B
Though a documentary, and one that exposes a horrifying ritual to likely ignorant Westerners, Lixin Fan’s Last Train Home has the shape of classic tragedy. The subject is the Chinese custom of letting its migrant workers return home to their families only once a year. At 130 million workers, it’s the planet’s largest human migration, and Fan's cameras visit the overflowing stations and clogged trains thrice. Out of the masses, Last Train Home focuses on the Zhangs, a couple who toil in a garment factory and send their money to remote Sichuan, hoping their two kids won’t face the same life of comfortable misery.
But Qin, their teenage daughter, sick of loneliness and studying, decides to quit school and follow her folks. Their already slim relationship is sorely tried, and pretty soon our subjects don’t mind throwing full-on smackdowns in front of their documentarians.
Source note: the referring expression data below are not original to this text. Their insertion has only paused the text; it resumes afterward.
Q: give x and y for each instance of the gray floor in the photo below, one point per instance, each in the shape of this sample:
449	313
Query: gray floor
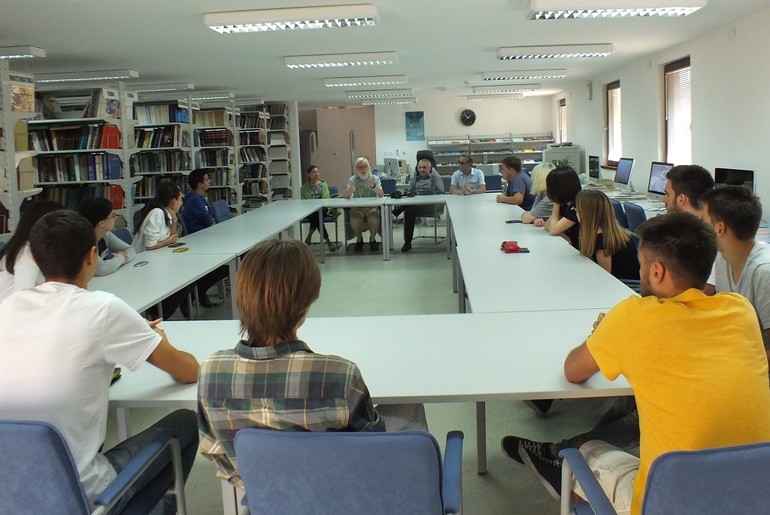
420	282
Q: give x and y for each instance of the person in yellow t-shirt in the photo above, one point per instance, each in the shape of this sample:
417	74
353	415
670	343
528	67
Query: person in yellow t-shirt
696	363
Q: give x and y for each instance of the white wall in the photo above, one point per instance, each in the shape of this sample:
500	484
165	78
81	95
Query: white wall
730	104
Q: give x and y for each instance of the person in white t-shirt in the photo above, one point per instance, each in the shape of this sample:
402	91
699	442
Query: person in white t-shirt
61	344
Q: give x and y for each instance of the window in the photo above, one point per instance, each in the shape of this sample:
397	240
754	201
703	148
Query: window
563	120
678	112
612	130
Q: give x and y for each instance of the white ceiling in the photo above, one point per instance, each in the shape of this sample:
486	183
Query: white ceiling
444	45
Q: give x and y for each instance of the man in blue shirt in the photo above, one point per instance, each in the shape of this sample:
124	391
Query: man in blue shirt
196	212
519	188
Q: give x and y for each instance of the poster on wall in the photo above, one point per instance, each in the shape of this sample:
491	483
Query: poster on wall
415	126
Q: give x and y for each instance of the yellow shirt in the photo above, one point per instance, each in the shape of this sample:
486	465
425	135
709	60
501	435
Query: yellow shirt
698	369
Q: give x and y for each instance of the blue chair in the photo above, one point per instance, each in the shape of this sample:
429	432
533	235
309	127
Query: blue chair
709	481
342	472
39	474
220	210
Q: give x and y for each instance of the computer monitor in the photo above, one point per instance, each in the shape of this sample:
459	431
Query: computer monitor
623	173
593	167
656	187
733	177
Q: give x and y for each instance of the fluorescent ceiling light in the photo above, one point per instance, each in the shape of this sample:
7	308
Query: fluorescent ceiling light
554	73
338	60
379	80
513	96
45	78
555	51
381	93
273	20
388	101
566	9
506	88
21	52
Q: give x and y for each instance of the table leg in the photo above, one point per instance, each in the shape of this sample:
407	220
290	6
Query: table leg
481	437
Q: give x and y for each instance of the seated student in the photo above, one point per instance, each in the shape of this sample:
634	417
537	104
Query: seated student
603	239
563	185
361	185
112	251
196	212
18	270
518	191
542	205
59	371
426	181
315	188
273	380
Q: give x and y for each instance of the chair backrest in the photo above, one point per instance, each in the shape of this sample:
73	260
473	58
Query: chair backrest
494	182
620	215
634	214
220	210
710	481
38	473
339	472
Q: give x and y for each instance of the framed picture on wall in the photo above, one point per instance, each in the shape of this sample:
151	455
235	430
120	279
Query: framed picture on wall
415	125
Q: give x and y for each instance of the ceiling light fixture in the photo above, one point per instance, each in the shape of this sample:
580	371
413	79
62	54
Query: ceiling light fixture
555	51
381	93
21	52
506	88
48	78
566	9
514	96
380	80
388	101
554	73
339	60
298	18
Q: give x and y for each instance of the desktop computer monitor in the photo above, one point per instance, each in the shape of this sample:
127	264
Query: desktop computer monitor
623	173
656	187
593	167
733	177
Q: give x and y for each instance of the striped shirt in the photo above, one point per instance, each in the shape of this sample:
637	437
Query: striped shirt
284	387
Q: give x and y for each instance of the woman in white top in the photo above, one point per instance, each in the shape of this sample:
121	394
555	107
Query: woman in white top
18	271
112	251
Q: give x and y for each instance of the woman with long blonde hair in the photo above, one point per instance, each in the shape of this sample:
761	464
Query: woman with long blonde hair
603	239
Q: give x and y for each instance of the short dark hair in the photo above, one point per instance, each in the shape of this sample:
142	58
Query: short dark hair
96	209
196	177
562	184
60	242
735	206
691	181
684	243
512	162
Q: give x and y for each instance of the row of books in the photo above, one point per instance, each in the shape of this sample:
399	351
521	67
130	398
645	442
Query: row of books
159	162
213	138
78	167
158	137
252	154
81	137
160	113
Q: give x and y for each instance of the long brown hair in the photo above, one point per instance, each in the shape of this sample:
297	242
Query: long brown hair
595	212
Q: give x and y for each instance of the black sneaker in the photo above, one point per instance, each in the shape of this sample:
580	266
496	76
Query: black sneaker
546	470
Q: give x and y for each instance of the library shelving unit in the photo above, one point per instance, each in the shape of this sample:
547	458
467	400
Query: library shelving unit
253	124
487	151
214	149
279	151
15	184
163	147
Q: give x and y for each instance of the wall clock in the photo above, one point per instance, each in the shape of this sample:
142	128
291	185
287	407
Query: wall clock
467	117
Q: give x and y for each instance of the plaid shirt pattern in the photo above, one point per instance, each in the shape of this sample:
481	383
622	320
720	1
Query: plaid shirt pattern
284	387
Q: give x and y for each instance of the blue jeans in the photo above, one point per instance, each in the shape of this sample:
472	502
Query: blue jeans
152	485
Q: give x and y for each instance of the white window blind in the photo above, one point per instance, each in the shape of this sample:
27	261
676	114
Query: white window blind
678	112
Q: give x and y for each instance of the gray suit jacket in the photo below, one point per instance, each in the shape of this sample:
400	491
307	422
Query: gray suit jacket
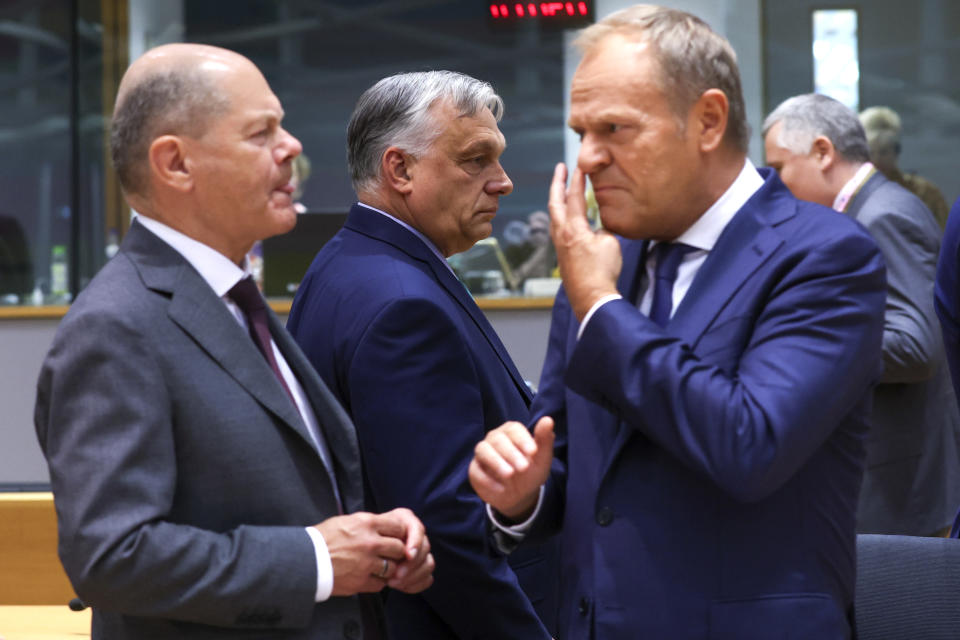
912	481
182	474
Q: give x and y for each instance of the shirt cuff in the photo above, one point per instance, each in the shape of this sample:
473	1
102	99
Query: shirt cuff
517	531
324	565
596	305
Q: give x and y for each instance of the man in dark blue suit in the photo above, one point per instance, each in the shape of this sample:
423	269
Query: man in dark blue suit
709	371
407	351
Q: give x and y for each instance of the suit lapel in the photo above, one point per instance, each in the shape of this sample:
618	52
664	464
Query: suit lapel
745	244
375	225
631	274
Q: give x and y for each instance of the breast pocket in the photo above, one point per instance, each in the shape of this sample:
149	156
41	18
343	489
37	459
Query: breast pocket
724	342
797	616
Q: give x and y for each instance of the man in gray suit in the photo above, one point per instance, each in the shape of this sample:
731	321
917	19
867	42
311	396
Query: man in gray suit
912	481
192	449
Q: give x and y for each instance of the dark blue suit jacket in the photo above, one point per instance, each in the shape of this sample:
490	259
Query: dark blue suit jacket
713	466
407	351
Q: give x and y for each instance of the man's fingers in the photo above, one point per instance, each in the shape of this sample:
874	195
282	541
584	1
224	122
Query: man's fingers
543	434
577	200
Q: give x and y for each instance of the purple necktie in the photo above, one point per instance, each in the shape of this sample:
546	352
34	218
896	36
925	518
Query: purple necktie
669	257
246	296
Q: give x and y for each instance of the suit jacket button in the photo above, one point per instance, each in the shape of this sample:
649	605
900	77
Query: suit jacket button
584	607
605	516
351	630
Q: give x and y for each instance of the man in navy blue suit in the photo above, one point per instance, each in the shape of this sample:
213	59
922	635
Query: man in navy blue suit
947	305
407	351
708	372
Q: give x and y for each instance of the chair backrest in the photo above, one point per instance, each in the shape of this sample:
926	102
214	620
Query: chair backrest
908	588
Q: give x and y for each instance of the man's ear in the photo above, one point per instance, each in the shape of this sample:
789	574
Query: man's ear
168	162
823	152
710	115
396	166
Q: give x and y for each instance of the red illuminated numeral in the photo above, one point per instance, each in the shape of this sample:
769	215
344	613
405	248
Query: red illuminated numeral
533	9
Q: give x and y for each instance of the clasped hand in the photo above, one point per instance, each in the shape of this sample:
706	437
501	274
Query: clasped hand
510	465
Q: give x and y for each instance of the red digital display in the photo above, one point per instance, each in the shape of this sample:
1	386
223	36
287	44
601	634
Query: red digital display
561	14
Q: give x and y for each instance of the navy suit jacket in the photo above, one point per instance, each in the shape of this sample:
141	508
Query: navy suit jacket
407	351
912	481
712	467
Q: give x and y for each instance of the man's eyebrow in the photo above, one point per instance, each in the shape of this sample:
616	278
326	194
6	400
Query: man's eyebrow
483	146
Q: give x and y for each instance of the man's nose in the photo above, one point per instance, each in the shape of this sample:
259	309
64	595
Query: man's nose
501	184
592	156
288	148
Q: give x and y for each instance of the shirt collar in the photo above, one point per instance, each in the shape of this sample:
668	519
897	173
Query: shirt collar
215	268
423	238
852	186
704	233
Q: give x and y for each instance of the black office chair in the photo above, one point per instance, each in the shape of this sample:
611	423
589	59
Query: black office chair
908	588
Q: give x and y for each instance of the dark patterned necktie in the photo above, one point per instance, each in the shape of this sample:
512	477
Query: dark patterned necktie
247	297
669	257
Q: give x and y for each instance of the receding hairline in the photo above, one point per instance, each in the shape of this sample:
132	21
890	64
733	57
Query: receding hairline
175	58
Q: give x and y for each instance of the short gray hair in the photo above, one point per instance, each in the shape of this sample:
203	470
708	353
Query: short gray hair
807	116
396	112
692	57
167	102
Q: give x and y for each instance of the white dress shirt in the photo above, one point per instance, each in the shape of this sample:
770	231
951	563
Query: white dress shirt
702	235
221	274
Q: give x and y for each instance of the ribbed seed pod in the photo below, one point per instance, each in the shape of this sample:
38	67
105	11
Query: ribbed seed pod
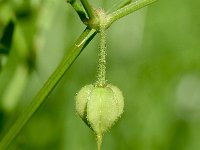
99	107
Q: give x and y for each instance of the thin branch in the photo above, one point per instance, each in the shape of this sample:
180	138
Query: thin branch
88	9
50	84
127	10
79	10
118	5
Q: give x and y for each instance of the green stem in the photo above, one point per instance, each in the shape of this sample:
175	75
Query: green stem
124	11
50	84
101	70
118	5
88	9
79	9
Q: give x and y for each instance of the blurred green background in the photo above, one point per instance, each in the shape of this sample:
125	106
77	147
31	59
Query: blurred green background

Filmed over three years, Last Train Home has been ably whittled down to an air-tight narrative. Every sentence spoken bolsters the theme of a family broken by a cruel national practice; every scene conveys their despair.
In fact, in this age of Exit Through the Gift Shop, I’m Still Here and Catfish, it’s often downright fishy. Fan films in the verité style of D.A. Pennebaker and Frederik Wiseman, but the film doesn’t always feel genuine—whole scenes consist entirely of bald exposition, as when Qin’s disappointing decision to drop out of school causes her mother to say, simply, that she’s disappointed in Qin’s decision to drop out of school. Others are blatantly staged, unless the Zhangs let Fan hang out with them as they chatted in bed.
That’s not to say what happened didn’t happen—just that Fan wasn’t above restaging certain scenes his cameras may have missed. But Last Train Home, suspiciously or not, is a stronger story than most manufactured stories. However inauthentic it sometimes may be, it’s true enough.